Planning for sustainable practices has also offered opportunities to ensure projects have been finished to the highest standard, even when issues arise or costs first appear exorbitant.
“For example, for the Nagasaki office project I managed to value engineer the project from the tender to the award of the contractor, saving AIG USD$2.98million and reducing the construction period to 11 months for a five storey 220,000 square foot construction,” he says.
“This was mainly achieved by replacing the all steel structure design to a composite concrete/steel structure design which was just as strong but cost less.”
Another challenging build was the Royce Residence – a luxury 512,000 square foot residential development in Thailand.
“Our site was around the corner from the ex-Prime Minister’s house, which was blocked and barricaded due to the political unrest at the time,” he says.
“We managed to complete the development on schedule and to budget in 2012, despite the riots and severe flooding that affected Bangkok during the construction by augmenting labour and resources to catch back the schedule.”
Mr Lai stayed with AIG until 2010 when Invesco Real Estate absorbed his business unit after the Global Financial Crisis affected AIG’s Asia investments.
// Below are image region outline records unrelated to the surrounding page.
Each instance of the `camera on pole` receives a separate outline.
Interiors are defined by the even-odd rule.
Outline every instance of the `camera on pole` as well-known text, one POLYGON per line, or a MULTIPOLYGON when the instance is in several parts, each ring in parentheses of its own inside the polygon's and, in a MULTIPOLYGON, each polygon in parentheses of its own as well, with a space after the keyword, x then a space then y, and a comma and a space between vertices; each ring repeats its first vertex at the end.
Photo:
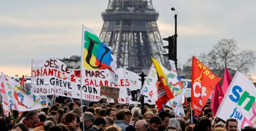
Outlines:
POLYGON ((169 60, 175 60, 175 59, 176 59, 177 50, 176 49, 177 48, 177 45, 175 42, 174 35, 163 38, 163 40, 168 41, 168 45, 163 46, 163 48, 168 49, 168 52, 163 53, 163 55, 168 57, 168 59, 169 60))

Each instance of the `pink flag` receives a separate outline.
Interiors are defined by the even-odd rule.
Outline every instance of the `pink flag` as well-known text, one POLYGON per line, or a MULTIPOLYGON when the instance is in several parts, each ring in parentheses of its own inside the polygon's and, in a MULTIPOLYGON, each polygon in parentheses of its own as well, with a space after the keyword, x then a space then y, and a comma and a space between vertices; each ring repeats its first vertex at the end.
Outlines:
POLYGON ((225 67, 225 72, 224 73, 224 78, 223 81, 223 84, 222 84, 222 92, 225 95, 227 91, 228 90, 228 86, 232 81, 232 77, 231 75, 228 72, 227 67, 225 67))
POLYGON ((218 111, 219 106, 220 106, 220 102, 219 101, 219 89, 220 89, 220 86, 218 83, 216 86, 215 86, 215 89, 214 89, 214 92, 213 96, 213 99, 211 100, 211 108, 213 110, 213 116, 215 116, 217 111, 218 111))

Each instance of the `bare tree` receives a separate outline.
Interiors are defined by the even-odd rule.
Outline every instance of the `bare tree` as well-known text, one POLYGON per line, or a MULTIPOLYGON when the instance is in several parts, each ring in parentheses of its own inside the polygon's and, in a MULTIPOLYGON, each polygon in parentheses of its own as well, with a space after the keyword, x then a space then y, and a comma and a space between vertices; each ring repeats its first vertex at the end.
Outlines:
POLYGON ((233 39, 220 40, 213 45, 211 51, 202 53, 199 58, 215 75, 221 77, 224 76, 225 67, 235 71, 230 72, 232 76, 236 71, 248 74, 256 62, 255 52, 240 51, 233 39))

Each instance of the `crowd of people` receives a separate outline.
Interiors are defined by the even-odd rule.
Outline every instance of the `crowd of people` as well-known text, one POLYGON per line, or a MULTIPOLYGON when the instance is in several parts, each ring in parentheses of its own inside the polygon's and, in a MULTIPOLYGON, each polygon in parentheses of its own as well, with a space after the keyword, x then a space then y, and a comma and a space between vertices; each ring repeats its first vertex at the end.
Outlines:
MULTIPOLYGON (((91 102, 88 106, 81 105, 80 99, 74 103, 55 102, 54 104, 38 110, 21 113, 13 110, 16 120, 14 126, 11 117, 0 117, 1 131, 237 131, 236 119, 216 118, 213 121, 212 111, 208 103, 202 113, 195 116, 190 102, 184 106, 185 115, 178 117, 170 107, 159 112, 155 105, 145 104, 143 115, 141 107, 126 104, 107 104, 107 98, 99 102, 91 102), (82 112, 82 109, 83 113, 82 112), (191 113, 192 112, 192 113, 191 113), (212 123, 213 123, 213 124, 212 123), (84 126, 83 126, 83 125, 84 126)), ((1 110, 1 112, 2 111, 1 110)), ((2 114, 3 113, 2 113, 2 114)), ((242 131, 256 131, 250 126, 242 131)))

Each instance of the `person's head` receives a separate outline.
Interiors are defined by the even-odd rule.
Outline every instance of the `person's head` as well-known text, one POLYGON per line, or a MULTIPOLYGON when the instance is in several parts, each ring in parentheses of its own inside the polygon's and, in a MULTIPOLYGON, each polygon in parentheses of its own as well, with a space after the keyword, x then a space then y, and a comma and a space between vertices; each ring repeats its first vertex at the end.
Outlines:
POLYGON ((88 109, 88 107, 87 106, 83 106, 83 113, 86 112, 86 110, 88 109))
POLYGON ((69 113, 64 116, 64 120, 68 125, 76 125, 76 115, 73 113, 69 113))
POLYGON ((80 128, 80 123, 81 122, 81 121, 80 120, 80 118, 79 116, 76 116, 76 124, 75 125, 75 129, 78 129, 80 128))
POLYGON ((237 130, 237 120, 234 118, 229 118, 226 121, 226 129, 228 131, 237 130))
POLYGON ((36 119, 39 119, 38 114, 36 111, 32 110, 28 113, 24 119, 26 124, 29 125, 30 127, 33 127, 36 123, 35 120, 36 119))
POLYGON ((90 112, 90 113, 92 113, 93 114, 93 115, 95 115, 95 111, 94 111, 94 109, 92 108, 88 108, 87 109, 87 110, 86 110, 86 112, 90 112))
POLYGON ((131 109, 131 112, 134 112, 134 117, 139 117, 140 116, 140 110, 139 108, 134 107, 131 109))
MULTIPOLYGON (((242 129, 242 131, 243 130, 242 129)), ((215 129, 213 131, 227 131, 227 130, 225 128, 218 128, 216 129, 215 129)))
POLYGON ((49 128, 48 131, 63 131, 63 129, 59 126, 55 125, 49 128))
POLYGON ((115 125, 109 126, 104 129, 104 131, 121 131, 121 128, 115 125))
POLYGON ((95 101, 92 101, 89 103, 88 106, 89 108, 95 109, 97 107, 97 103, 95 101))
POLYGON ((100 97, 100 101, 103 103, 107 103, 107 97, 105 96, 102 96, 100 97))
POLYGON ((244 127, 242 129, 241 131, 256 131, 256 128, 252 126, 247 126, 244 127))
MULTIPOLYGON (((183 131, 183 130, 182 130, 183 131)), ((168 126, 165 131, 178 131, 178 129, 173 126, 168 126)))
POLYGON ((123 111, 120 111, 116 114, 116 119, 125 121, 125 113, 123 111))
POLYGON ((135 124, 136 131, 147 131, 148 127, 149 125, 144 120, 139 120, 135 124))
POLYGON ((46 119, 46 116, 42 114, 38 116, 38 118, 40 119, 40 121, 44 122, 46 119))
POLYGON ((7 121, 5 119, 0 117, 0 129, 3 130, 7 130, 7 121))
POLYGON ((67 107, 69 108, 69 111, 72 111, 75 107, 75 104, 74 103, 70 103, 67 105, 67 107))
POLYGON ((211 120, 207 118, 202 118, 198 122, 198 123, 194 127, 194 131, 211 131, 211 120))
POLYGON ((24 124, 22 123, 17 124, 13 128, 16 131, 29 131, 28 127, 24 124))
POLYGON ((144 119, 146 121, 147 121, 148 124, 149 124, 149 123, 150 118, 151 118, 153 116, 154 116, 154 115, 153 113, 153 112, 151 111, 148 111, 144 114, 144 119))
POLYGON ((114 121, 112 118, 109 116, 105 116, 103 118, 104 118, 105 121, 106 121, 106 126, 105 128, 107 128, 114 124, 114 121))
POLYGON ((124 110, 125 109, 127 109, 126 107, 126 105, 125 104, 123 104, 122 105, 121 105, 121 109, 123 110, 124 110))
POLYGON ((149 111, 152 111, 153 112, 153 114, 154 114, 154 116, 156 116, 156 113, 157 112, 157 111, 155 108, 150 109, 149 111))
POLYGON ((47 118, 45 120, 45 121, 52 121, 54 124, 54 125, 57 124, 57 121, 56 121, 56 119, 55 119, 55 118, 54 118, 54 117, 52 116, 50 116, 47 118))
POLYGON ((92 126, 98 130, 102 131, 102 129, 106 126, 106 121, 102 118, 98 118, 95 119, 92 123, 92 126))
POLYGON ((116 120, 116 112, 112 108, 109 108, 106 110, 105 112, 104 116, 109 116, 112 118, 114 121, 116 120))
POLYGON ((63 116, 63 114, 64 114, 64 110, 62 109, 59 109, 57 110, 57 113, 58 113, 61 116, 63 116))
POLYGON ((208 113, 213 113, 213 110, 211 109, 211 107, 206 107, 204 108, 203 116, 207 115, 208 113))
POLYGON ((99 114, 101 115, 101 116, 104 116, 105 115, 105 112, 106 112, 106 110, 105 109, 102 109, 100 112, 99 113, 99 114))
POLYGON ((65 114, 69 112, 69 107, 67 106, 64 106, 64 107, 62 107, 62 109, 63 109, 64 114, 65 114))
POLYGON ((58 109, 59 109, 59 107, 58 106, 55 105, 53 105, 50 108, 50 113, 52 111, 56 111, 58 109))
POLYGON ((125 121, 128 123, 130 123, 131 122, 131 113, 130 111, 125 111, 125 121))
POLYGON ((80 108, 78 107, 75 107, 73 109, 73 113, 77 115, 80 115, 81 114, 80 108))
POLYGON ((45 131, 48 131, 50 127, 54 125, 54 123, 50 121, 47 121, 43 123, 43 128, 45 131))
POLYGON ((59 114, 57 112, 55 111, 51 112, 51 113, 50 113, 50 116, 54 117, 56 121, 58 121, 59 120, 59 114))
POLYGON ((170 118, 171 118, 171 114, 166 111, 162 111, 159 113, 158 116, 161 118, 162 121, 161 126, 167 128, 168 127, 170 118))
POLYGON ((92 122, 95 119, 95 117, 92 113, 86 112, 83 113, 83 117, 85 126, 86 128, 92 126, 92 122))
POLYGON ((161 118, 158 116, 153 116, 149 120, 149 129, 150 131, 158 131, 161 124, 162 124, 161 118))
POLYGON ((94 111, 95 111, 95 115, 97 115, 97 114, 100 113, 100 111, 101 110, 102 108, 101 107, 97 107, 94 109, 94 111))

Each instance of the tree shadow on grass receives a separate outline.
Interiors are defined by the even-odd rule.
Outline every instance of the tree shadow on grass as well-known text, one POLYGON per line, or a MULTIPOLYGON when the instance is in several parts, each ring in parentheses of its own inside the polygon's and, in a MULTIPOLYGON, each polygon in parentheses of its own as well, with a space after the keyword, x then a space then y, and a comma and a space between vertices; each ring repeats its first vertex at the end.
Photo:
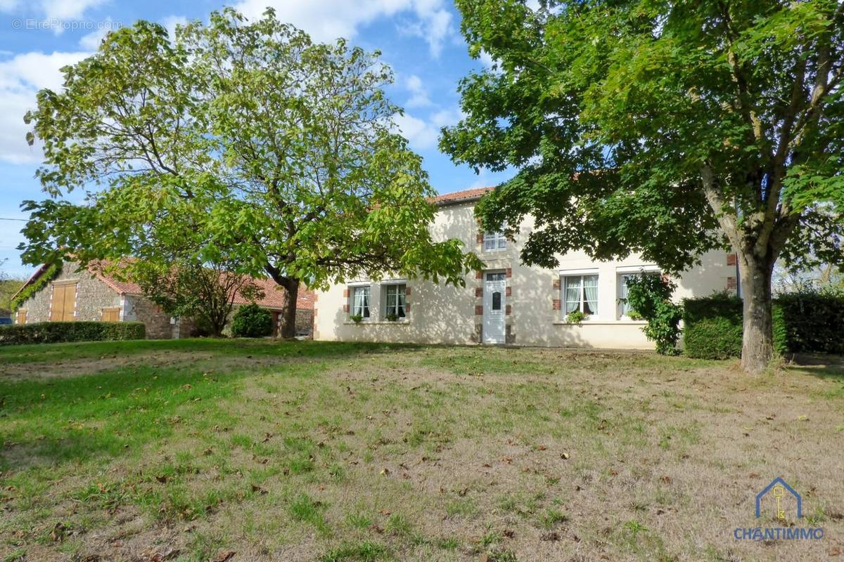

“I stayed with Invesco until 2013 when I heard my old boss was putting the AIG band back together at Baring Private Equity Asia – and I’ve never looked back,” he says.
Baring recently closed a USD$1billion real estate opportunistic fund covering investments in the Asia Pacific region.
“I like to keep things low key until they are fully completed, but I can share that the company has some exciting projects coming up – including a cutting edge 36 storey office tower that has just broken ground in Manila, and a very cool high-end luxury residential project in Tokyo that will commence in mid-2019,” he says.
(Image: The 5.7 million square foot Seoul IFC mixed-use development)
As for his own personal interests in his work, they come full circle to his time earlier in his career working with the school developments in Hong Kong.
“There is still much income and wealth disparity in the Asia Pacific region where our portfolio serves,” he says.
Through a corporate giving structure Mr Lai and his team focus on helping low socio-economic communities and NGOs – such as schools, orphanages and women shelters – to try to make some difference through charitable duties in the countries where the company holds investments.
“Each year we have an annual offsite day where we all dedicate a full day of charity work including repair and maintenance, painting, general construction works and also support through staff donations to the respective charities,” he says. “Sometimes we also get to help with practical things like preparing and distributing lunch to school children.”
“It is an important aspect of our work as we need to stay humble and well-grounded and give back to the communities that we have derived so much from in our industry.”